Inoltre, alcune varianti delle sonde CND sono sensibili al pH, consentendo ai ricercatori di monitorare il movimento del colesterolo negli organelli con acidità variabile, come i lisosomi e le goccioline lipidiche.
Rispetto alle tradizionali sonde per il colesterolo, questi strumenti offrono proprietà di fluorescenza superiori e un monitoraggio più accurato delle dinamiche del colesterolo, fornendo informazioni più approfondite sui processi cellulari.

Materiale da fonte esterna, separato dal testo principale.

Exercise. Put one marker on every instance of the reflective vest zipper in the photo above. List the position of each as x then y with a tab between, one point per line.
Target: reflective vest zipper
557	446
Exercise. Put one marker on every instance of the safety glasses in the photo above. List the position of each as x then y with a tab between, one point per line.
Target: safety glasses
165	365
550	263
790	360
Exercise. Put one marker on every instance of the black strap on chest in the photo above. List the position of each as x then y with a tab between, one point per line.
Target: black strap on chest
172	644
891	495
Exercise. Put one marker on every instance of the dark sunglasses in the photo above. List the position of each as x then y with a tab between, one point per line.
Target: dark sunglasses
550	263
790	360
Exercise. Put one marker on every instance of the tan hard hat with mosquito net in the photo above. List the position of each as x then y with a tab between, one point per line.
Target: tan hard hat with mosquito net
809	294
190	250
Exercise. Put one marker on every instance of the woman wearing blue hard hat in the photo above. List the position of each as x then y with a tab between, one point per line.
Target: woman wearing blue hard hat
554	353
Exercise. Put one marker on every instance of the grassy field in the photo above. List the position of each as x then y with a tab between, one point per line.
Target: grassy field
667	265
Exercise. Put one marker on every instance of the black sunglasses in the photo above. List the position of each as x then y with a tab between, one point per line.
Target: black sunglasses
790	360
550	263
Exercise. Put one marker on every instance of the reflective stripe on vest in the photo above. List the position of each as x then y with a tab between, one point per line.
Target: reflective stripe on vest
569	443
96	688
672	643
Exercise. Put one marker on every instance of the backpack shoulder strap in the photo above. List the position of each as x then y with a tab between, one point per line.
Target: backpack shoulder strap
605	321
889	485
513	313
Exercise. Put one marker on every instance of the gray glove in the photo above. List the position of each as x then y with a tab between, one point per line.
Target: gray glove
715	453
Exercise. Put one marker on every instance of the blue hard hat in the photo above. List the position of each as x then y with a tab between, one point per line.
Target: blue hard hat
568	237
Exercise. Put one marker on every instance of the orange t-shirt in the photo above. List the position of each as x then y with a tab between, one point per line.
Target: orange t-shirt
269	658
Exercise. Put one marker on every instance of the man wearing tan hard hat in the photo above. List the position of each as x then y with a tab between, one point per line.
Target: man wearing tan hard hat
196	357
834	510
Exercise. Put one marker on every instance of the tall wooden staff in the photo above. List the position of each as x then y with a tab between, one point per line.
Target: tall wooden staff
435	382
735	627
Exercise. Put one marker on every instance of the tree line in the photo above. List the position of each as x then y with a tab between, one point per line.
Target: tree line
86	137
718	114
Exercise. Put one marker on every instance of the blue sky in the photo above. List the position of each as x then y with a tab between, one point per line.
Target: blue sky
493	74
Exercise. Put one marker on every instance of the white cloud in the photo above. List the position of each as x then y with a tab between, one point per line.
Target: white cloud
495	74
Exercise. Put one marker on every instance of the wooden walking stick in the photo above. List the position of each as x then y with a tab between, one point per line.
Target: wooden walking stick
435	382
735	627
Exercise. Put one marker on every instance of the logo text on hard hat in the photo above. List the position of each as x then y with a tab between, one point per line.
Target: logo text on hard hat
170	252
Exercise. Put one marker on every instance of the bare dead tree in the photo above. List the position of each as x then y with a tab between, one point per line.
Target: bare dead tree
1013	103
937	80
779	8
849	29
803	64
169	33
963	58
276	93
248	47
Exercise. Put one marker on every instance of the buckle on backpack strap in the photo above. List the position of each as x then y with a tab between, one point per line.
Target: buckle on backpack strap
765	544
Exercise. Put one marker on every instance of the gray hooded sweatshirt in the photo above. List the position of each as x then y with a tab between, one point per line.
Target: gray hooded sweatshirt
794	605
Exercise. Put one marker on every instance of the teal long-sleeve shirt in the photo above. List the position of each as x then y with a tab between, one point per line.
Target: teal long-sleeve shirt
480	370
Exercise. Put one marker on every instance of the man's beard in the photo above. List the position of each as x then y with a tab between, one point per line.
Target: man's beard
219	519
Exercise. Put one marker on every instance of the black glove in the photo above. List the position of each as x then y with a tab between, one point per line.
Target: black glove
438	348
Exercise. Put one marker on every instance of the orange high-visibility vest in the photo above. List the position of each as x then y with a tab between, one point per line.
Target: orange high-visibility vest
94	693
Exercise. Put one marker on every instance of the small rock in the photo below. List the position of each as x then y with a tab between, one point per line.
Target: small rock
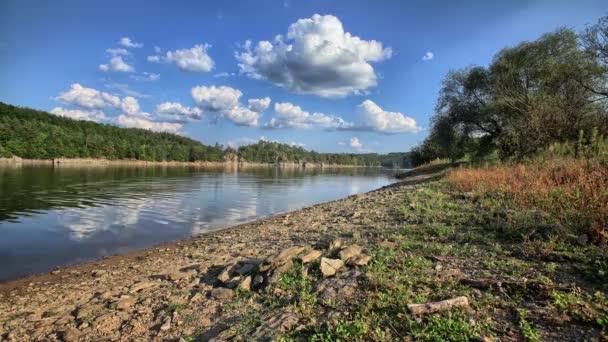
359	260
226	274
286	255
222	293
245	269
583	240
166	325
311	256
245	284
125	303
258	281
99	273
350	251
142	286
329	267
335	244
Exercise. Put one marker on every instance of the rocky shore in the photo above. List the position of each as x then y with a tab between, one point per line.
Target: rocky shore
416	260
138	295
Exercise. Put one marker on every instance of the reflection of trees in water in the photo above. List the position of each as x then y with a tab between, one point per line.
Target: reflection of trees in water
28	190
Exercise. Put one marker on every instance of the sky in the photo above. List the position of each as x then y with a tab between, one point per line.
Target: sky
332	76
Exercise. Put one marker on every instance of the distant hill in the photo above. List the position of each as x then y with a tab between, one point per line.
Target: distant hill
33	134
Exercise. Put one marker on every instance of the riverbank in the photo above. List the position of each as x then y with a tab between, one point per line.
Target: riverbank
86	162
418	241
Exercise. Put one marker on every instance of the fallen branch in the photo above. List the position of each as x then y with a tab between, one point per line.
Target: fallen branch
492	283
428	308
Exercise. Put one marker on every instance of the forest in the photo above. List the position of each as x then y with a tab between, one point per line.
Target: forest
532	97
34	134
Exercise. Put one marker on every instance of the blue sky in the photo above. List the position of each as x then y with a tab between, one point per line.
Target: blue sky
353	78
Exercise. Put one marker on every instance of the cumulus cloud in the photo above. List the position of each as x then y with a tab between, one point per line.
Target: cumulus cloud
88	97
371	117
355	143
258	105
216	99
146	76
316	57
288	115
117	64
118	52
128	43
77	114
194	59
225	101
177	112
93	100
144	122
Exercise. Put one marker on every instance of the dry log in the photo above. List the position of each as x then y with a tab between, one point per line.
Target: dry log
492	283
433	307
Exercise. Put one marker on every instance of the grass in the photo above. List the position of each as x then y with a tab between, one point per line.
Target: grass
473	224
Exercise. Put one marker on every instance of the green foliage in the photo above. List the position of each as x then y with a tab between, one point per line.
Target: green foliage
531	96
33	134
274	152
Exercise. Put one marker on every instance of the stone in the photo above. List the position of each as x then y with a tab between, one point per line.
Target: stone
245	284
226	274
329	267
286	256
166	324
125	303
335	244
311	256
258	281
245	269
359	260
582	239
99	273
350	251
222	293
142	286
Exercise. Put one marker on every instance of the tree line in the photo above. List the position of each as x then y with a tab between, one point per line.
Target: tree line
34	134
531	96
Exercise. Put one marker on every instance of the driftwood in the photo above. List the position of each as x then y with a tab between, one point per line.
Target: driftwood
492	283
433	307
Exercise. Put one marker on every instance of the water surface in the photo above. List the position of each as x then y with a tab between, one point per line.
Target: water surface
57	216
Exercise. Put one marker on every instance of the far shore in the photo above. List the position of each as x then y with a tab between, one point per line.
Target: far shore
80	162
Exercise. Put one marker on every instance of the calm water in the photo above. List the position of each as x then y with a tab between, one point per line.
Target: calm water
58	216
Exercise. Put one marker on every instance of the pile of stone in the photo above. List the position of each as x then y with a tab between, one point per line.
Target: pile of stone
254	274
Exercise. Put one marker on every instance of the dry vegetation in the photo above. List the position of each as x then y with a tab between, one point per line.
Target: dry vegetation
573	191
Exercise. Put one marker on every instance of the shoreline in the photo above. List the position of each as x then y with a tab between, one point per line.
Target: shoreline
100	162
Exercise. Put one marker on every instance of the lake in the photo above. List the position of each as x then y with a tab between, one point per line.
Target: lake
58	216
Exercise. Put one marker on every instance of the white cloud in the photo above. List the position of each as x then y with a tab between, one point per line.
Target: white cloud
242	116
146	76
88	97
118	52
225	101
124	88
371	117
194	59
355	143
129	105
116	64
216	99
316	57
289	115
177	112
128	43
144	122
258	105
223	74
77	114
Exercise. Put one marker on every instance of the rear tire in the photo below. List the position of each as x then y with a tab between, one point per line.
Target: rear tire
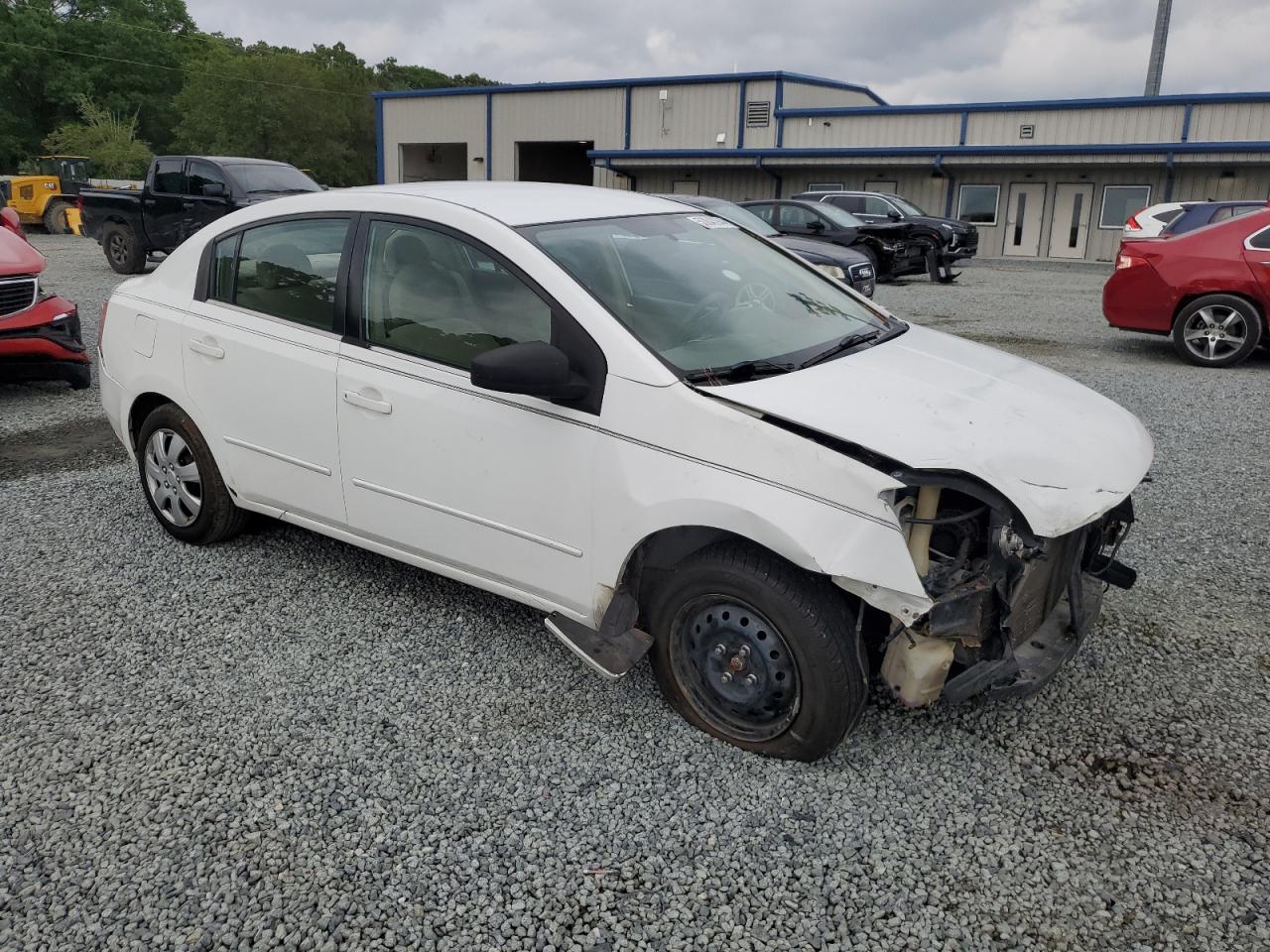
55	218
182	483
792	678
122	249
1216	330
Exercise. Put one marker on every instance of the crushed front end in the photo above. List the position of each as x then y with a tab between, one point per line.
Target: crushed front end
1010	607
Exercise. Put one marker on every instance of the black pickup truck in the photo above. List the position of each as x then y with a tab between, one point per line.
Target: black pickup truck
182	193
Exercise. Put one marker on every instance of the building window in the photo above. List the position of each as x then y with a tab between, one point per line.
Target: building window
758	114
1121	200
978	203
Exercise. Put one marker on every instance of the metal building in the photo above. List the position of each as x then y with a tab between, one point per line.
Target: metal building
1046	178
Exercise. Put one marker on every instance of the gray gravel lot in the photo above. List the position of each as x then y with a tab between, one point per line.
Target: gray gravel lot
289	743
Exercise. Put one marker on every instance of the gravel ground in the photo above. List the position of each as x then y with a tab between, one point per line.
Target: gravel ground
289	743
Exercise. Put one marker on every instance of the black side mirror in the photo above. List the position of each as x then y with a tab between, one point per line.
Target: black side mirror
532	368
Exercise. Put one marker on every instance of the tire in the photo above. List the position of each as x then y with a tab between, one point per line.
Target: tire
792	679
122	250
1216	330
164	470
80	377
55	218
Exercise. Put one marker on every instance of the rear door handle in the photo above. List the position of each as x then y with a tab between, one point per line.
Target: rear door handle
202	347
380	407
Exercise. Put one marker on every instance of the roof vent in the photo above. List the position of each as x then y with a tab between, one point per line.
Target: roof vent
758	114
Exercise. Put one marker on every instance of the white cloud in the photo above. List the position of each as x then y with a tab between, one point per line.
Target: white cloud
906	50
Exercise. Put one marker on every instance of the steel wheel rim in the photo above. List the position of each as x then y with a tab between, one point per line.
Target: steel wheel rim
1214	333
172	477
749	689
117	250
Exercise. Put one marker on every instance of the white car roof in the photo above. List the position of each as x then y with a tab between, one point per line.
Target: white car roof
534	202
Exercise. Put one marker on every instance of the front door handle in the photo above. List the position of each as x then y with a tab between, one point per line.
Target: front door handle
366	403
202	347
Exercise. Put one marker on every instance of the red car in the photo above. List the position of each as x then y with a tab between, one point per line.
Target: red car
40	334
1207	289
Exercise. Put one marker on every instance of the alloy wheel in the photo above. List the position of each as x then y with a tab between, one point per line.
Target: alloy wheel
172	477
1214	333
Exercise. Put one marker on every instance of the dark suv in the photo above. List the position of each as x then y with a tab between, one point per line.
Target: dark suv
960	239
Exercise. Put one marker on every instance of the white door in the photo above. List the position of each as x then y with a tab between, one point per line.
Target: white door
1071	227
493	485
259	361
1024	211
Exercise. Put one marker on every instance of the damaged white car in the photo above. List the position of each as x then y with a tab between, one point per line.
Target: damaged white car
670	435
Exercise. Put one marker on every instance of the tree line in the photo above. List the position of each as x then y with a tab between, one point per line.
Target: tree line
121	80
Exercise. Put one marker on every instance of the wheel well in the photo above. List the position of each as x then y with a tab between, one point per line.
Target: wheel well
1191	298
141	408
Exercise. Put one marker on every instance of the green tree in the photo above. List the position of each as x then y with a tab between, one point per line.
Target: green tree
108	139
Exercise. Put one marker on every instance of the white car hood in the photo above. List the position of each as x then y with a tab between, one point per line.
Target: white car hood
1058	451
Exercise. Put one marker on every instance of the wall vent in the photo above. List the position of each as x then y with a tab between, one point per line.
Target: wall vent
758	114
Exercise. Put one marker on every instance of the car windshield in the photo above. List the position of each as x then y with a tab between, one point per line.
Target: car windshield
258	177
737	214
710	298
906	206
838	216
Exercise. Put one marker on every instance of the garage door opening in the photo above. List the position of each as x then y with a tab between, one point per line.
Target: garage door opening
434	162
554	162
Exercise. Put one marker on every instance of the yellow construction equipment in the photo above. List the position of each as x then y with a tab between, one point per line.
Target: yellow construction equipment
45	197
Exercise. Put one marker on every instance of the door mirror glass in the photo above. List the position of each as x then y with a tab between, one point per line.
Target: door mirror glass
531	368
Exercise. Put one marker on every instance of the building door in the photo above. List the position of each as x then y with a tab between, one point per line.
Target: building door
1024	211
1071	227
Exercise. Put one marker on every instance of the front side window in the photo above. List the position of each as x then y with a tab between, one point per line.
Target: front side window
289	270
171	177
706	295
978	203
1121	200
203	175
434	296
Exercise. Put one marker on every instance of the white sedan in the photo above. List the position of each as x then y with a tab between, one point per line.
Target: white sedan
663	431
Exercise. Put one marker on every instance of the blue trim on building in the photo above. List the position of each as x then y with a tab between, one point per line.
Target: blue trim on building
489	137
945	151
1026	104
634	81
626	121
780	121
379	141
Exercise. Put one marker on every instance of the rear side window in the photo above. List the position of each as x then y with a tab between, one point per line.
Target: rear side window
171	177
285	270
434	296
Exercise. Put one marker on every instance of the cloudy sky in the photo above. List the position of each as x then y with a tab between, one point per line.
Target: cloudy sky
908	51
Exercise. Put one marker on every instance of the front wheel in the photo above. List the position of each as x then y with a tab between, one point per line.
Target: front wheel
1216	330
182	483
757	653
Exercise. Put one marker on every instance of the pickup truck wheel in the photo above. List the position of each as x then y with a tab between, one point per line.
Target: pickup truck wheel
1216	330
757	653
122	249
55	218
182	483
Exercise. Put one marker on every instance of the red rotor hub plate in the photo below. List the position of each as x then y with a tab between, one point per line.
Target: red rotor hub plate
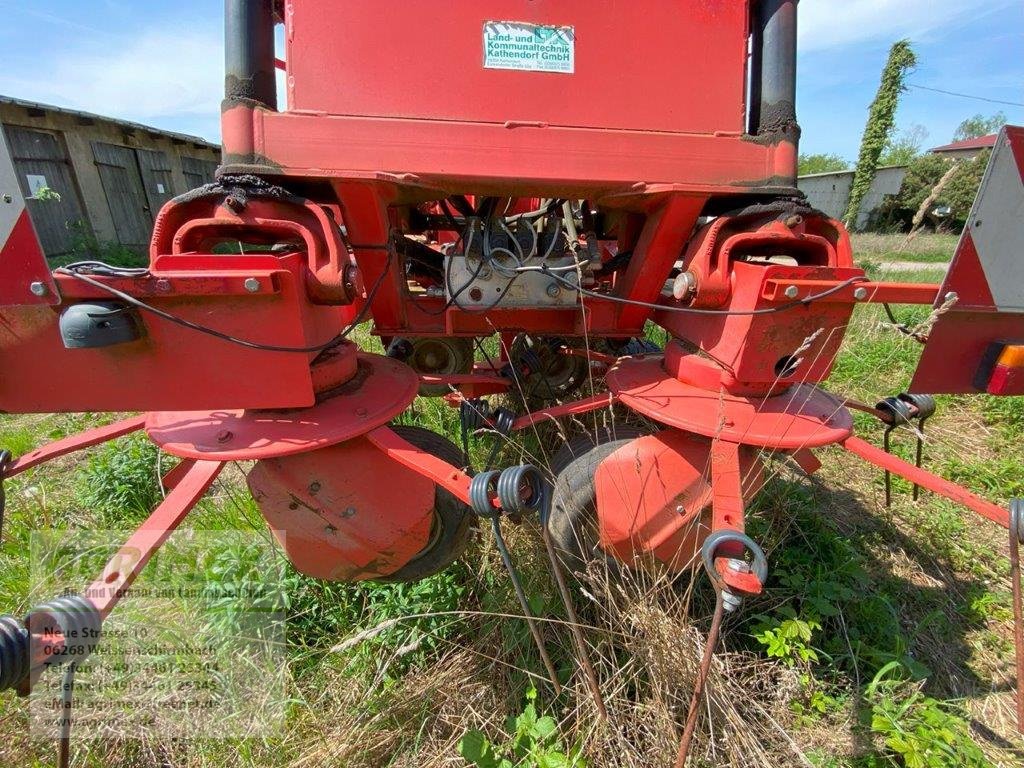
381	389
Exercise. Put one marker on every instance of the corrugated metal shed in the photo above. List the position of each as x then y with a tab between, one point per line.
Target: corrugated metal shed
112	175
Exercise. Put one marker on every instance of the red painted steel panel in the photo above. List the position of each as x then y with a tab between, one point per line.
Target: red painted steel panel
675	66
345	512
654	496
479	158
170	367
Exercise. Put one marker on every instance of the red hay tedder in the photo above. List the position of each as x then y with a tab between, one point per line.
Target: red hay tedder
585	169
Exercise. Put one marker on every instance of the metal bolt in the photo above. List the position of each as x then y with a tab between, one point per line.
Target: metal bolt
730	601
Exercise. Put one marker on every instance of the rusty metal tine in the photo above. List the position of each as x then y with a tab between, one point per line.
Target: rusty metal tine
700	681
1016	528
574	628
919	454
527	613
889	477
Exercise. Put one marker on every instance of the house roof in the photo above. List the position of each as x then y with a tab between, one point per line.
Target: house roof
981	142
124	123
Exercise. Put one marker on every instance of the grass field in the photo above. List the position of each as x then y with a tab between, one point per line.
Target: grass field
884	637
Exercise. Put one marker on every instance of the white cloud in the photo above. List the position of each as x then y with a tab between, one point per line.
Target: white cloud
160	75
832	24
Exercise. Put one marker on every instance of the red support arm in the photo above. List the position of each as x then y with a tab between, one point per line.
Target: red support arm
926	479
568	409
125	566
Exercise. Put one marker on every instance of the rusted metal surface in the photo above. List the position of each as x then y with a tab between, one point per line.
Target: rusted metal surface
127	563
381	390
655	496
74	442
926	479
802	416
711	643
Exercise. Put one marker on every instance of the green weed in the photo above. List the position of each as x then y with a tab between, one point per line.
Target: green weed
119	481
919	730
532	743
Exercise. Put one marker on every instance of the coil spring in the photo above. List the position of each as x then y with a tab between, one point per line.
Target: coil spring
522	489
15	658
480	489
5	460
519	491
473	413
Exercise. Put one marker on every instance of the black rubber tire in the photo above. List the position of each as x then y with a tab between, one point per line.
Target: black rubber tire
581	443
573	512
455	518
638	345
537	388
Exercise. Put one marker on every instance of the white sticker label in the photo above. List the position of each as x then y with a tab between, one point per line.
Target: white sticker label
36	183
516	45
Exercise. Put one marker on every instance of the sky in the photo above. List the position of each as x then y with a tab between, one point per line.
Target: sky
164	67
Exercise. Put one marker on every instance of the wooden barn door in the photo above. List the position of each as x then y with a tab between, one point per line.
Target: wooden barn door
41	161
126	197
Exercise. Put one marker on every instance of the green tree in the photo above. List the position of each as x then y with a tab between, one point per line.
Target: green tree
881	119
821	163
922	176
902	148
979	125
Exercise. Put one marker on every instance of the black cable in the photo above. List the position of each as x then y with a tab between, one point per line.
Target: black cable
67	701
902	327
771	310
131	300
966	95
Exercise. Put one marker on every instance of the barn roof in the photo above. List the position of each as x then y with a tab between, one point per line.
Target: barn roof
124	123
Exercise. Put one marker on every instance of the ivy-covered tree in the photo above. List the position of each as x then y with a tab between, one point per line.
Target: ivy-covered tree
979	125
921	179
881	119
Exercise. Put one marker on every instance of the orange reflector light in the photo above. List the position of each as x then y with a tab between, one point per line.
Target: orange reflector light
1001	370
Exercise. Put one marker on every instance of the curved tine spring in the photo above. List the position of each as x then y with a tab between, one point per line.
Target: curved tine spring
78	621
521	489
474	413
481	487
15	658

“Il colesterolo è essenziale per la funzione cerebrale, ma la sua disregolazione potrebbe essere un fattore chiave nella progressione della malattia”, ha detto Stawikowski.
“I nostri nuovi strumenti forniscono una finestra su come il colesterolo influisce sui processi cellulari e possono aiutare a identificare bersagli terapeutici per condizioni come l’Alzheimer”.
Le sonde fluorescenti per il colesterolo del team di ricerca offrono applicazioni che vanno oltre l’Alzheimer, con potenziali usi nella biologia delle membrane, nella dinamica dei lipidi e nella somministrazione di farmaci.
Combinando tecniche sperimentali con simulazioni al computer, il team della FAU ha gettato le basi per lo sviluppo di migliori sonde fluorescenti per colesteril che possono essere utilizzate per studiare un’ampia gamma di disturbi correlati ai lipidi.
Queste sonde sono strumenti versatili che possono essere adattati alle diverse esigenze di ricerca, segnando un importante passo avanti nella comprensione del ruolo del colesterolo nella salute e nella malattia cellulare.